Avrupa İslamı savunmada
Ben bu satırları yazarken “Avrupa’nın başkenti” Brüksel’de “terör tehdidi”nden metro kapatılmış, kentin maskotu “Atomium”a kilit asılmış, parlamentolar kepenk...
Ben bu satırları yazarken “Avrupa’nın başkenti” Brüksel’de “terör tehdidi”nden metro kapatılmış, kentin maskotu “Atomium”a kilit asılmış, parlamentolar kepenk indirmiş, maçlar iptal edilmiş, asker sokağa inmişti.
“Yaşam” özetle felce uğramış, askıya alınmıştı...
Paris katliamının etkisini, önceki tüm diğer terör saldırılarından farklı kılan bu: Eski Kıta’nın kalbi olan bir metropolde yaşanan ve Batılı yaşam tarzını hedef alan badirenin benzerlerinin tüm büyük Avrupa kentlerinde tekrarlanabilecek nitelikte olması.
“Paris paniğinin” Avrupa’nın dört bir yanında aynı güçle duyulmasının nedeni bu.
Örneğin ben Roma’dayım.
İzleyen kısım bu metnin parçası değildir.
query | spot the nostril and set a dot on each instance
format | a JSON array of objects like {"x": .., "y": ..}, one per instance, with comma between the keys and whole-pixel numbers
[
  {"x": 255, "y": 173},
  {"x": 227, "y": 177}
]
Geceleri kent merkezinde görülmemiş biçimde el ayak çekiliyor. Alışveriş yaptığım her zamanki süpermarkette in cin top oynuyor...
Gelecek ay başlayacak Hıristiyanların özel hac yılı, “kutsal yıl” sebebiyle Çizme -geçmişindeki tüm terör tecrübesine rağmen- diken üstünde.
Böyle yaygın biçimde hissedilen “terör korkusu” ve tüm ticareti, günlük yaşamı teslim alan bir “kaos” tehdidi nedeniyle; “Avrupa’da İslam” konusu; şimdiye dek olmadığı denli mercek altında.
Cumhuriyete sadakat ahdı
Paris saldırılarının ilk haftasında Fransa’da Müslümanlar; camilerde, Fransa devletine bağlılık ve “cumhuriyet değerlerine” sadakat teminatı vermeye zorlandı örneğin.